Loading

Hybrid search with semantic_text

This tutorial walks you through hybrid search using the semantic_text field type together with a text field for lexical search. By the end, you will be able to:

  • Create an index mapping that supports storing both text content and vector embeddings for hybrid search
  • Ingest documents so the same text is embedded for semantic search and available for full-text search
  • Run hybrid queries using retrievers or ES|QL

In hybrid search, semantic retrieval scores by meaning while lexical search scores by textual similarity. Combining them often results in more robust rankings than either alone.

The recommended way to use hybrid search in the Elastic Stack follows the semantic_text workflow: you avoid hand-building inference ingest pipelines for embeddings while still keeping a dedicated text field for keyword-style matching.

Tip

To run the curl examples in this tutorial, set the following environment variables:

export ELASTICSEARCH_URL="your-elasticsearch-url"
export API_KEY="your-api-key"
		

To generate API keys, search for API keys in the global search bar. Learn more about finding your endpoint and credentials.

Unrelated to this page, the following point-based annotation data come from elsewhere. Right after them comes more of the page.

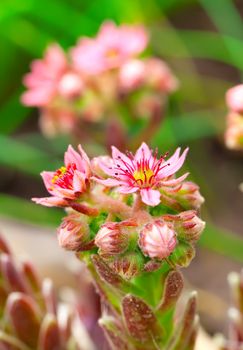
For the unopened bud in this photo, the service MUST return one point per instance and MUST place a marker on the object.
(70, 85)
(114, 238)
(157, 240)
(129, 265)
(73, 233)
(186, 224)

The destination index will contain both the embeddings for semantic search and the original text field for full-text search. This structure enables the combination of semantic search and full-text search.

You can run inference either using the Elastic Inference Service or on your own machine learning nodes.

Tip

For large-scale dense vector deployments, quantization strategies like BBQ can reduce memory usage. For details, refer to Optimizing vector storage.

In this example, you create an index for hybrid search using Elastic Inference Service. Embeddings are generated with the default inference model for the the semantic_text field type.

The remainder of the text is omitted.